I've got a website from the VS2013 SPA template (web api 2.2) which leverages ASP.NET Identity 2.1, and everything works really well. My controller methods look like this:
[Authorize]
public Api.Models.Widget Get(int widgetId)
{
var requestingUserId = Int32.Parse(Microsoft.AspNet.Identity.IdentityExtensions.GetUserId(User.Identity));
...
}
It works as expected:
But I now want to modify the application to prevent excessive API requests. I plan to check to see if that particular userID had made a certain number of requests within a certain timeframe. I'm looking for suggestions for the best place to do this.
I would like not to have to repeat this logic in every controller, and it seems like an action filter might be the best place. But as this will need to read the userid and I'm not sure if the order of filters is guaranteed, it may also make sense, if possible, to derive the filter which is already being called for authorization and to add my extra logic.
I'm wondering if anyone could give an example of doing something similar? It seems that instead of "authorize", it would be in a custom authentication filter, and I'm not sure how I would tie this together.
Thanks for any suggestions...
There are several filter options:
Authorization filter Makes security decisions about whether to execute an action method, such as performing authentication or validating properties of the request.
Example:
public class WebApiAuthorizeAttribute : AuthorizeAttribute
{
public override async Task OnAuthorizationAsync(HttpActionContext actionContext, CancellationToken cancellationToken)
{
base.OnAuthorization(actionContext);
Guid userId = new Guid(HttpContext.Current.User.Identity.GetUserId());
// ...here your validation logic
}
}
Action filter Wraps the action method execution.
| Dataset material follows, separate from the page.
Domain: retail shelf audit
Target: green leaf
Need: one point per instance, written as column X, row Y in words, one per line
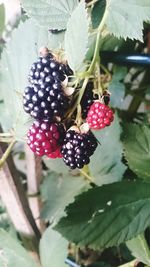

This filter can perform additional processing, such as providing extra data to the action method, inspecting the return value, or canceling execution of the action method
To minimize the impact on your server, you can cache any http get request in the user browser for a predefined time, if the user request the same URL in that predefined time the response will be loaded from the browser cache instead of the server. As OutputCache Attribute is not available for Web API, you can use this Output caching in ASP.NET Web API post as alternative or you may implement your own Action filter attribute for Caching:
public class CacheFilterAttribute : ActionFilterAttribute
{
/// <summary>
/// Gets or sets the cache duration in seconds. The default is 10 seconds.
/// </summary>
/// <value>The cache duration in seconds.</value>
public int Duration
{
get;
set;
}
public CacheFilterAttribute()
{
Duration = 10;
}
public override void OnActionExecuted(FilterExecutedContext filterContext)
{
if (Duration <= 0) return;
HttpCachePolicyBase cache = filterContext.HttpContext.Response.Cache;
TimeSpan cacheDuration = TimeSpan.FromSeconds(Duration);
cache.SetCacheability(HttpCacheability.Public);
cache.SetExpires(DateTime.Now.Add(cacheDuration));
cache.SetMaxAge(cacheDuration);
cache.AppendCacheExtension("must-revalidate, proxy-revalidate");
}
}
Additional Considerations
Once the user makes a call against your web api, you will have to add +1 to the counter and then use this counter to check massive calls with the same user in a timeframe. The problem here is where to store this counter.
If you store the counter in a RDBMS like SQL Server, every user call will perform a DB access. This could become a performance problem. This storage should be as light weight as possible. So using a NoSQL db might be a good approach.